Senate report criticizes feds’ approach to ransomware investigations
A report that Democrats on the Senate Homeland Security and Governmental Affairs Committee issued on Tuesday asserts that ransomware attacks are surging even as federal efforts to respond to them are not up to the task.
The report, which focuses on the use of cryptocurrency to execute such attacks, concludes that the government is struggling to keep up with the problem in part because data reporting and collection on ransomware attacks and payments is “fragmented and incomplete.”
The Department of Homeland Security’s Cybersecurity and Infrastructure Agency StopRansomware.gov website and the FBI’s IC3.gov website claim to host what the government bills as its “one-stop” location for reporting ransomware attacks.
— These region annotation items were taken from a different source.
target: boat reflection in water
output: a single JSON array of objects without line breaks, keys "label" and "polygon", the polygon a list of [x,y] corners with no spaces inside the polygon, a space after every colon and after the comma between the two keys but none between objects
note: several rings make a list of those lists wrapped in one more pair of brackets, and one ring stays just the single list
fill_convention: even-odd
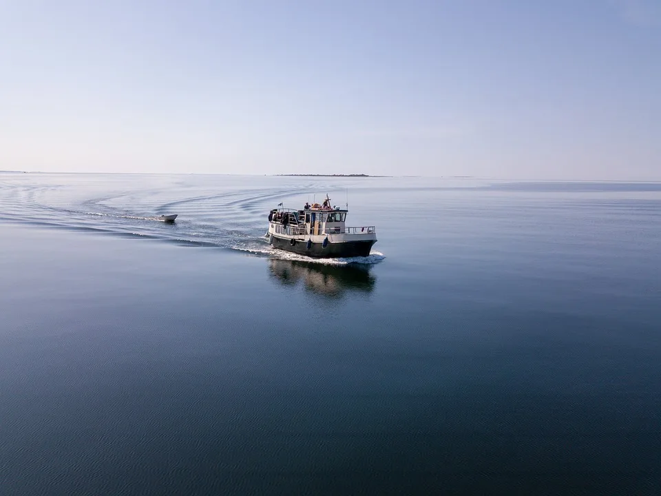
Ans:
[{"label": "boat reflection in water", "polygon": [[368,265],[326,265],[297,260],[269,260],[271,276],[286,286],[302,284],[306,290],[328,298],[348,293],[371,293],[376,278]]}]

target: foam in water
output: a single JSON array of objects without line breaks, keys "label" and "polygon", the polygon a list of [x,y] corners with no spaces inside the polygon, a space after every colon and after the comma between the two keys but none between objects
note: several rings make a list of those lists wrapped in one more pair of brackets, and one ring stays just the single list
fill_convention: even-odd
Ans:
[{"label": "foam in water", "polygon": [[346,258],[313,258],[312,257],[299,255],[291,251],[277,249],[273,247],[260,248],[255,247],[232,247],[233,249],[241,251],[247,251],[255,255],[265,255],[277,260],[286,260],[294,262],[306,262],[324,265],[373,265],[383,261],[386,256],[379,251],[372,251],[366,257],[348,257]]}]

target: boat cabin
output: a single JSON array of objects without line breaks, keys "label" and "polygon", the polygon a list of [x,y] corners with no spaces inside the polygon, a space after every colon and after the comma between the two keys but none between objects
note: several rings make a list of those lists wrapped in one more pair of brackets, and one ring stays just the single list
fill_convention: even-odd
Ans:
[{"label": "boat cabin", "polygon": [[283,234],[342,234],[346,232],[347,211],[339,208],[330,209],[311,207],[303,210],[274,209],[269,215],[269,220],[271,224],[285,228],[286,232],[282,229]]}]

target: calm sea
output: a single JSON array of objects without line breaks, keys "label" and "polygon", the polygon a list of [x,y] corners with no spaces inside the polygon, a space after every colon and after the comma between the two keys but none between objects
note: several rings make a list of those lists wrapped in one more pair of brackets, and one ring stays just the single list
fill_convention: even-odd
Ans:
[{"label": "calm sea", "polygon": [[3,496],[660,493],[661,183],[0,174]]}]

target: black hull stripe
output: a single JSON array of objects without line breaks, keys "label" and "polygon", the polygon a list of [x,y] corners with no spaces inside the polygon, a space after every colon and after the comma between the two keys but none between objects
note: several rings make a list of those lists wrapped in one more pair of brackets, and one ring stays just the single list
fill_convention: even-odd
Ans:
[{"label": "black hull stripe", "polygon": [[308,249],[307,240],[296,240],[292,245],[288,238],[278,238],[273,235],[272,245],[278,249],[291,251],[313,258],[350,258],[357,256],[369,256],[372,246],[376,242],[369,241],[344,241],[342,242],[329,242],[324,248],[322,243],[313,242]]}]

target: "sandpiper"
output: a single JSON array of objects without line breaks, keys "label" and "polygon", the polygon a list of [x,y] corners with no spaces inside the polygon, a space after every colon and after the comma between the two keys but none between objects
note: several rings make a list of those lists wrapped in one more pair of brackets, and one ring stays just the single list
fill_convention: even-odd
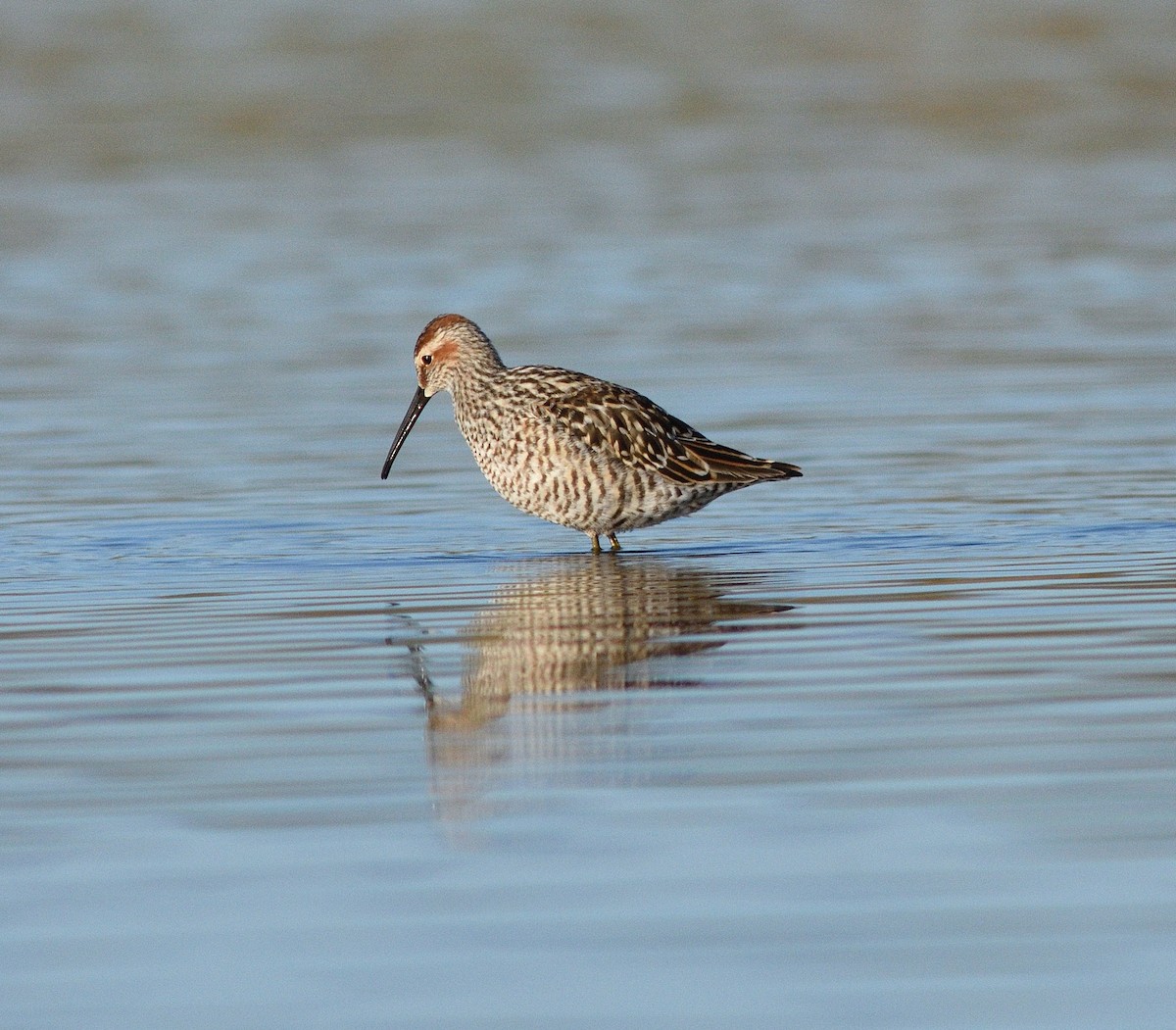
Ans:
[{"label": "sandpiper", "polygon": [[795,464],[714,443],[648,397],[579,372],[507,368],[469,319],[437,315],[413,349],[417,389],[388,470],[429,397],[453,394],[457,427],[482,474],[523,511],[607,536],[689,515],[715,497],[801,474]]}]

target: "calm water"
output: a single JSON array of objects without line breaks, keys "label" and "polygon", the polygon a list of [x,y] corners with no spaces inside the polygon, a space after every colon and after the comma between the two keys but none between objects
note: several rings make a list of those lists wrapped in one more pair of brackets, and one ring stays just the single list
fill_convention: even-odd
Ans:
[{"label": "calm water", "polygon": [[0,5],[0,1025],[1174,1025],[1164,6],[222,6]]}]

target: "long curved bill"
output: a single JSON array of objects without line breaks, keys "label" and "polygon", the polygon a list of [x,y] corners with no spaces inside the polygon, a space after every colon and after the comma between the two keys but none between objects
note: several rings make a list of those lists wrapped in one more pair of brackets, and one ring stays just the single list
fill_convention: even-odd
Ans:
[{"label": "long curved bill", "polygon": [[388,448],[388,456],[383,460],[383,471],[380,473],[381,480],[388,479],[388,469],[392,468],[396,455],[400,454],[400,448],[405,446],[408,434],[413,432],[413,426],[421,417],[421,412],[425,410],[425,406],[428,402],[429,399],[425,390],[417,387],[416,393],[413,394],[413,402],[408,406],[408,410],[405,412],[405,421],[400,423],[400,428],[396,430],[396,439],[392,441],[392,447]]}]

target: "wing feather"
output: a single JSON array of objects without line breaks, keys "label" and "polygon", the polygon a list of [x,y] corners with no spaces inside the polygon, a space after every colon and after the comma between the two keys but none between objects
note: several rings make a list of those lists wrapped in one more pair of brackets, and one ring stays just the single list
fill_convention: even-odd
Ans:
[{"label": "wing feather", "polygon": [[753,483],[791,479],[800,469],[708,440],[649,397],[576,375],[535,401],[536,413],[593,453],[659,473],[676,483]]}]

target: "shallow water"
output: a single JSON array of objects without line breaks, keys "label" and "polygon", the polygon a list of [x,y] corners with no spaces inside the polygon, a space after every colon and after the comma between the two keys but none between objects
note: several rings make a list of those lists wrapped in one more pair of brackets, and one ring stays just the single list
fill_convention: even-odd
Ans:
[{"label": "shallow water", "polygon": [[[0,7],[0,1024],[1171,1025],[1170,19],[352,9]],[[804,477],[381,483],[441,310]]]}]

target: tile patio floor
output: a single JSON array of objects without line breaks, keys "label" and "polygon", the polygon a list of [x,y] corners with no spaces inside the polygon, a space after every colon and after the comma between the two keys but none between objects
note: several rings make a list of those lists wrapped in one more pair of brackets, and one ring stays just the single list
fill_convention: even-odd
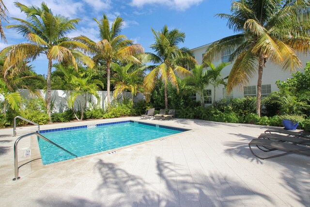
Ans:
[{"label": "tile patio floor", "polygon": [[[139,117],[43,126],[41,129]],[[143,120],[142,120],[143,121]],[[193,130],[146,143],[19,169],[13,181],[13,130],[0,129],[1,206],[310,206],[310,158],[257,159],[248,143],[266,127],[176,119],[145,122]],[[34,138],[31,138],[34,140]],[[18,149],[33,147],[30,139]],[[126,148],[132,149],[125,151]],[[36,158],[23,158],[19,165]]]}]

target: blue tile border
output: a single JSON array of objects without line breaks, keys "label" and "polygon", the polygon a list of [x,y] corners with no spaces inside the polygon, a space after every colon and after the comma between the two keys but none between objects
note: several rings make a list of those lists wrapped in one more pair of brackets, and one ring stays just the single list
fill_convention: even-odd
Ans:
[{"label": "blue tile border", "polygon": [[[129,123],[129,122],[137,123],[139,124],[151,126],[153,127],[156,127],[156,124],[155,124],[147,123],[146,122],[140,122],[138,121],[128,120],[128,121],[122,121],[115,122],[109,122],[109,123],[107,123],[97,124],[96,124],[96,126],[97,127],[100,127],[102,126],[112,125],[115,125],[115,124],[118,124]],[[65,127],[58,128],[52,128],[50,129],[40,130],[40,133],[42,134],[44,133],[51,132],[54,131],[65,131],[67,130],[76,129],[78,128],[87,128],[87,125],[79,126],[77,127]],[[186,131],[190,130],[190,129],[188,129],[186,128],[178,128],[178,127],[169,127],[169,126],[160,125],[158,125],[158,127],[160,128],[168,128],[169,129],[172,129],[172,130],[175,130],[177,131]],[[38,131],[36,131],[36,132],[38,132]]]}]

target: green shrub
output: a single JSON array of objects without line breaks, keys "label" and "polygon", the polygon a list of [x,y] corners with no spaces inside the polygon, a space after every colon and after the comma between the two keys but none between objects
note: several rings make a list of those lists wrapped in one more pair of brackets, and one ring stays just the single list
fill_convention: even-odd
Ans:
[{"label": "green shrub", "polygon": [[45,125],[50,121],[47,113],[44,112],[31,111],[26,113],[25,118],[39,125]]},{"label": "green shrub", "polygon": [[67,122],[74,120],[75,118],[71,110],[59,113],[54,113],[51,117],[52,122]]},{"label": "green shrub", "polygon": [[269,117],[269,124],[274,127],[281,127],[282,119],[277,115]]},{"label": "green shrub", "polygon": [[255,113],[250,113],[244,116],[243,121],[244,123],[254,124],[258,123],[259,121],[260,117]]},{"label": "green shrub", "polygon": [[269,119],[268,116],[261,116],[255,124],[259,125],[269,126]]},{"label": "green shrub", "polygon": [[302,122],[304,129],[306,131],[310,131],[310,118],[305,119]]}]

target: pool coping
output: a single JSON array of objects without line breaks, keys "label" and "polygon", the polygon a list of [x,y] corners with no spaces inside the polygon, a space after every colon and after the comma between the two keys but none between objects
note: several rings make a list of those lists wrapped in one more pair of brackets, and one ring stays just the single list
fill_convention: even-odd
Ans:
[{"label": "pool coping", "polygon": [[[158,125],[158,127],[160,127],[164,128],[168,128],[168,129],[173,129],[173,130],[178,130],[180,131],[180,133],[178,133],[177,134],[171,134],[170,135],[166,136],[165,136],[165,137],[159,137],[158,138],[156,138],[156,139],[148,140],[148,141],[145,141],[145,142],[140,142],[140,143],[134,143],[134,144],[130,144],[130,145],[126,145],[126,146],[124,146],[118,147],[118,148],[111,149],[109,149],[109,150],[108,150],[103,151],[102,152],[97,152],[97,153],[96,153],[91,154],[90,155],[85,155],[84,156],[79,157],[78,157],[78,158],[72,158],[72,159],[67,159],[67,160],[65,160],[60,161],[57,162],[54,162],[54,163],[50,163],[50,164],[46,164],[46,165],[44,165],[43,163],[42,160],[42,157],[41,157],[41,152],[40,151],[40,148],[39,147],[39,143],[38,143],[38,139],[37,138],[36,136],[35,136],[35,135],[32,135],[31,136],[31,137],[33,137],[32,139],[31,139],[31,157],[34,157],[34,158],[31,158],[31,172],[32,172],[33,171],[36,171],[36,170],[39,170],[40,169],[43,168],[46,166],[47,167],[47,166],[50,166],[51,165],[55,165],[55,164],[57,164],[58,163],[63,163],[63,162],[73,162],[75,160],[76,160],[77,159],[86,159],[86,158],[91,157],[92,156],[97,156],[97,155],[98,155],[99,154],[103,154],[103,153],[108,154],[109,152],[110,153],[111,152],[114,152],[114,151],[117,152],[117,150],[121,150],[126,148],[130,148],[130,147],[133,147],[133,146],[137,146],[137,145],[139,145],[142,144],[145,144],[145,143],[150,143],[150,142],[155,142],[155,141],[159,141],[159,140],[162,140],[163,139],[168,139],[168,138],[170,138],[171,137],[173,137],[174,136],[176,136],[176,135],[180,135],[180,134],[183,134],[185,133],[187,133],[187,132],[192,131],[193,131],[194,130],[194,129],[189,129],[189,128],[187,128],[176,127],[172,127],[172,126],[164,126],[164,125],[162,125],[152,124],[152,123],[149,123],[146,122],[144,122],[144,121],[140,121],[140,120],[139,121],[134,121],[134,120],[126,120],[126,121],[118,121],[118,122],[107,122],[107,123],[101,123],[101,124],[87,124],[86,125],[80,125],[80,126],[75,126],[75,127],[62,127],[62,128],[61,128],[61,128],[71,128],[70,129],[66,129],[66,130],[71,130],[71,129],[77,129],[77,128],[85,128],[85,127],[84,127],[85,126],[86,126],[86,128],[87,128],[87,126],[88,125],[93,125],[93,124],[94,124],[94,124],[96,124],[96,125],[98,125],[99,124],[99,125],[100,125],[99,126],[106,126],[106,125],[112,125],[112,124],[111,124],[111,123],[113,123],[113,124],[117,124],[128,123],[128,122],[132,122],[132,123],[138,122],[139,124],[140,124],[147,125],[147,126],[154,126],[154,127],[156,127],[157,125]],[[76,128],[76,127],[77,127],[77,128]],[[47,131],[47,130],[53,130],[53,129],[46,129],[46,130],[44,130],[45,131]],[[179,130],[179,129],[181,129],[181,130]],[[64,130],[63,129],[62,130]],[[40,130],[40,133],[41,133],[41,131],[43,131],[43,130]],[[50,132],[52,132],[52,131],[62,131],[62,130],[58,130],[57,131],[55,131],[55,130],[50,131]],[[43,132],[43,133],[44,134],[44,133],[47,133],[47,132],[45,131],[45,132]]]}]

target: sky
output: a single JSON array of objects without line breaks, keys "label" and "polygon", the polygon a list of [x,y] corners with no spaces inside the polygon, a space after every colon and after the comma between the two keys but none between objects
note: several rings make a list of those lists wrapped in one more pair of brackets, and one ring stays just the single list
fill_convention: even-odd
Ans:
[{"label": "sky", "polygon": [[[9,23],[16,23],[11,17],[26,19],[13,0],[5,0]],[[39,6],[42,0],[20,0],[26,6]],[[160,31],[165,25],[169,29],[185,32],[185,42],[180,47],[194,48],[233,34],[226,26],[227,21],[215,16],[218,13],[230,14],[231,0],[46,0],[54,14],[71,18],[80,18],[77,30],[68,36],[83,34],[95,42],[99,40],[98,28],[93,19],[100,19],[105,14],[112,22],[117,16],[124,20],[122,34],[135,43],[141,44],[146,52],[152,52],[150,45],[154,42],[151,28]],[[27,42],[14,29],[4,29],[8,44],[0,42],[0,49],[10,45]],[[47,61],[41,55],[31,64],[38,74],[46,74]]]}]

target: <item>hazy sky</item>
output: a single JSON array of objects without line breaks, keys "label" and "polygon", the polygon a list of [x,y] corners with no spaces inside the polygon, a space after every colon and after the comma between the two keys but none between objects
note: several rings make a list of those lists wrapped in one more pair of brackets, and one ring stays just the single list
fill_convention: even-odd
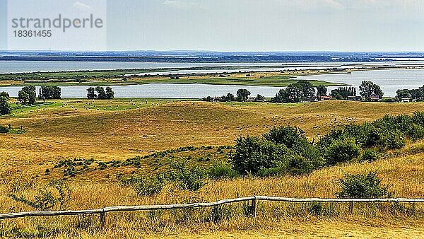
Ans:
[{"label": "hazy sky", "polygon": [[108,0],[107,9],[110,50],[424,51],[424,0]]}]

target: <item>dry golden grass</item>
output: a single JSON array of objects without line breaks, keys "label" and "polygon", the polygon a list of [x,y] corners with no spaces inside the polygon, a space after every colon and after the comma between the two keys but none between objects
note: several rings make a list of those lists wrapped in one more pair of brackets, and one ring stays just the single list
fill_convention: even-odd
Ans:
[{"label": "dry golden grass", "polygon": [[[42,175],[59,159],[94,157],[98,160],[124,160],[179,146],[231,145],[239,135],[259,135],[280,124],[299,126],[313,138],[350,122],[372,120],[386,114],[424,110],[423,103],[336,100],[300,105],[172,102],[121,111],[87,110],[76,103],[67,104],[63,108],[47,107],[16,117],[0,118],[1,124],[22,124],[27,129],[23,134],[0,135],[0,213],[30,210],[7,196],[11,182],[19,178],[28,180],[35,175]],[[196,192],[182,191],[170,185],[152,197],[137,197],[131,187],[122,187],[113,180],[100,181],[93,176],[70,182],[72,200],[67,206],[69,209],[85,209],[116,205],[211,202],[254,194],[334,197],[339,190],[337,180],[344,173],[370,171],[377,171],[396,197],[423,198],[423,144],[410,144],[397,152],[396,155],[402,156],[372,163],[341,165],[298,177],[210,181]],[[43,180],[34,180],[37,184],[43,184]],[[409,205],[404,206],[411,209]],[[110,214],[103,231],[98,230],[96,216],[6,220],[0,222],[0,228],[6,232],[6,237],[34,236],[50,232],[52,237],[58,238],[165,235],[220,238],[414,238],[419,237],[424,231],[424,214],[423,206],[419,205],[412,214],[410,211],[393,212],[390,204],[358,205],[353,214],[349,213],[348,205],[334,205],[333,213],[319,217],[308,213],[308,206],[260,203],[258,217],[253,218],[242,216],[242,205],[239,204],[233,209],[238,213],[218,223],[205,219],[211,214],[211,209],[201,209],[190,214],[194,218],[192,223],[184,218],[186,214],[181,211],[160,215],[146,212]]]}]

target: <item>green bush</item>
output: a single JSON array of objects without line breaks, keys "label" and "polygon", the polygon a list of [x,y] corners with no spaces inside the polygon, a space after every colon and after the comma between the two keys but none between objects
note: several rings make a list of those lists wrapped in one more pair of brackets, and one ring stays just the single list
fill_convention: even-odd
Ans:
[{"label": "green bush", "polygon": [[189,168],[183,161],[171,164],[171,170],[167,178],[177,182],[181,190],[197,191],[204,185],[204,177],[205,172],[203,170],[199,168]]},{"label": "green bush", "polygon": [[3,125],[0,125],[0,134],[7,134],[9,132],[8,127],[5,127]]},{"label": "green bush", "polygon": [[364,153],[363,153],[361,160],[363,161],[372,162],[375,161],[377,158],[378,153],[371,149],[365,149]]},{"label": "green bush", "polygon": [[340,198],[382,198],[389,196],[387,187],[382,185],[376,173],[346,175],[339,182],[341,191],[337,197]]},{"label": "green bush", "polygon": [[256,175],[261,168],[274,168],[288,151],[287,147],[263,138],[240,137],[236,141],[235,153],[231,163],[242,175]]},{"label": "green bush", "polygon": [[212,165],[208,170],[208,175],[210,178],[221,179],[235,178],[238,177],[239,174],[232,169],[230,164],[221,162]]},{"label": "green bush", "polygon": [[153,196],[162,191],[165,180],[160,175],[153,177],[129,176],[123,177],[121,182],[124,185],[133,187],[138,196]]},{"label": "green bush", "polygon": [[405,136],[399,131],[389,133],[387,138],[387,148],[397,149],[405,146]]},{"label": "green bush", "polygon": [[360,148],[352,139],[336,141],[326,149],[325,159],[327,165],[346,162],[359,156]]}]

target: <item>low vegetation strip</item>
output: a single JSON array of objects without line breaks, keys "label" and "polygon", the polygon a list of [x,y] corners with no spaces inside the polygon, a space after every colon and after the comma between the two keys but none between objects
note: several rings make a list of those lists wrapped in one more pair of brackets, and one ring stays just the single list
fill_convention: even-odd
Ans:
[{"label": "low vegetation strip", "polygon": [[[0,214],[0,220],[17,218],[30,216],[75,216],[100,214],[109,212],[130,211],[146,211],[146,210],[166,210],[166,209],[182,209],[198,207],[216,206],[226,204],[248,202],[248,201],[271,201],[284,202],[405,202],[405,203],[424,203],[424,199],[322,199],[322,198],[288,198],[279,197],[252,196],[241,198],[223,199],[213,202],[199,202],[187,204],[169,204],[169,205],[143,205],[143,206],[108,206],[98,209],[81,210],[81,211],[27,211],[12,214]],[[255,205],[252,203],[252,205]]]}]

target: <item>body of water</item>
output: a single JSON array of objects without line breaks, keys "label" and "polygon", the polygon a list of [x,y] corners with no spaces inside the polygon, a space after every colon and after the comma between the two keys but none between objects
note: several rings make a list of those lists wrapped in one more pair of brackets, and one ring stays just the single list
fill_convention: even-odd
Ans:
[{"label": "body of water", "polygon": [[[424,85],[424,69],[396,69],[353,71],[352,74],[335,74],[299,76],[299,79],[319,80],[344,83],[357,87],[363,81],[371,81],[380,86],[384,96],[394,97],[398,89],[416,89]],[[337,87],[329,87],[329,91]]]},{"label": "body of water", "polygon": [[[423,61],[403,61],[396,62],[371,62],[363,63],[363,66],[382,66],[386,64],[396,66],[420,66],[424,65]],[[193,66],[271,66],[275,68],[247,69],[243,71],[257,70],[280,70],[283,69],[323,69],[329,67],[351,67],[362,65],[360,63],[220,63],[220,64],[187,64],[187,63],[158,63],[158,62],[0,62],[0,72],[23,72],[34,71],[66,71],[83,69],[133,69],[163,67],[193,67]],[[239,70],[227,70],[223,71],[233,72]],[[189,74],[189,73],[218,72],[212,71],[181,70],[163,72],[161,74]],[[354,71],[351,74],[334,74],[316,76],[299,76],[300,80],[319,80],[329,82],[343,83],[353,86],[358,86],[363,81],[371,81],[380,86],[385,96],[394,97],[398,89],[418,88],[424,85],[424,69],[396,69],[396,70],[372,70]],[[281,88],[279,87],[247,86],[223,86],[204,84],[147,84],[131,86],[111,86],[117,98],[200,98],[208,95],[220,96],[228,93],[235,95],[239,88],[247,88],[252,92],[252,95],[257,94],[265,97],[273,97]],[[61,86],[64,98],[86,98],[88,86]],[[329,91],[336,87],[329,87]],[[7,91],[11,96],[17,96],[21,87],[0,87],[0,91]],[[38,91],[38,90],[37,90]]]},{"label": "body of water", "polygon": [[[278,70],[288,69],[346,68],[353,66],[418,66],[424,59],[387,62],[306,62],[306,63],[165,63],[165,62],[26,62],[0,61],[0,74],[35,71],[69,71],[83,70],[112,70],[128,69],[187,68],[194,66],[276,66]],[[278,67],[277,67],[278,66]],[[244,70],[245,71],[245,70]],[[213,71],[217,72],[216,70]],[[238,71],[238,70],[237,70]],[[184,73],[194,73],[193,71]],[[201,73],[197,72],[197,73]]]}]

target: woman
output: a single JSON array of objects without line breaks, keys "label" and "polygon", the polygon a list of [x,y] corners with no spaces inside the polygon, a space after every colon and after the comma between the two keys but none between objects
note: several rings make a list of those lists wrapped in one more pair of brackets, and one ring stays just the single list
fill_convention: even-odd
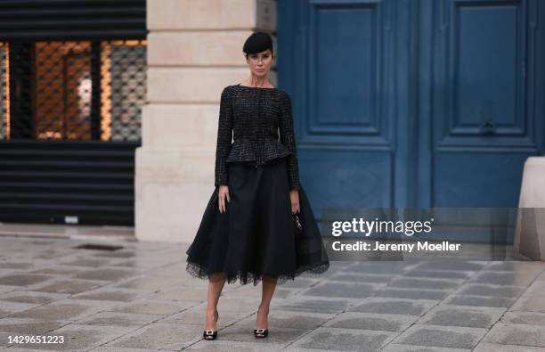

The agencies say they share data, but the report asserts that ransomware incident response firms “questioned the effectiveness of such communication channels’ impact on assisting victims of an attack.”
Ransomware has become a scourge across sectors, with attacks hitting hospitals and school systems; local, state and federal government agencies; and critical infrastructure entities in the water and energy sectors. Ransomware attacks impacted at least 2,323 local governments, schools and health care providers in the United States last year, the report says. But that number vastly underestimates the true sweep of the problem since many victims choose not to disclose ransomware attacks. The report says that, as a result, federal data capturing the problem should be considered “artificially low.”
Even given these limitations, FBI data shows a quickly growing phenomenon: A three-year comparison of ransomware complaints made to the FBI between 2018 and 2020 show a 66% increase in victim count and a 705% increase in adjusted losses, according to the report.
Sen. Gary Peters, a Michigan Democrat and the Homeland Security Committee’s chair, says the federal government lacks sufficient data and information on ransomware attacks and how they leverage cryptocurrency.
Agencies’ efforts to enforce anti-money laundering and banking regulations that cover cryptocurrency exchanges in some foreign jurisdictions limit the U.S. government’s ability to tackle the ransomware threat, the report says.
Recommendations from the report include that the federal government should standardize existing federal data on ransomware incidents and ransom payments to make it easier to analyze the threat comprehensively. The report also suggests that Congress establish additional public-private partnerships to investigate ransomware while pushing everyone to share information about ransomware attacks and payments through crowdsourcing and other initiatives.
Cryptocurrencies have allowed cybercriminals to launch ransomware attacks demanding ransom payments without being traced, Peters said.
“The increased use of cryptocurrencies as the preferred method of payment in ransomware attacks shows that cybercriminals believe they can commit attacks without being held accountable,” Peters said in a statement. “My investigation will help us better understand how cryptocurrency can embolden cybercriminals, and identify possible policy changes that would help disrupt the incentive cryptocurrencies provide for criminal organizations and foreign adversaries to target critical public and private sector systems.”
CISA and the FBI declined to comment on the report.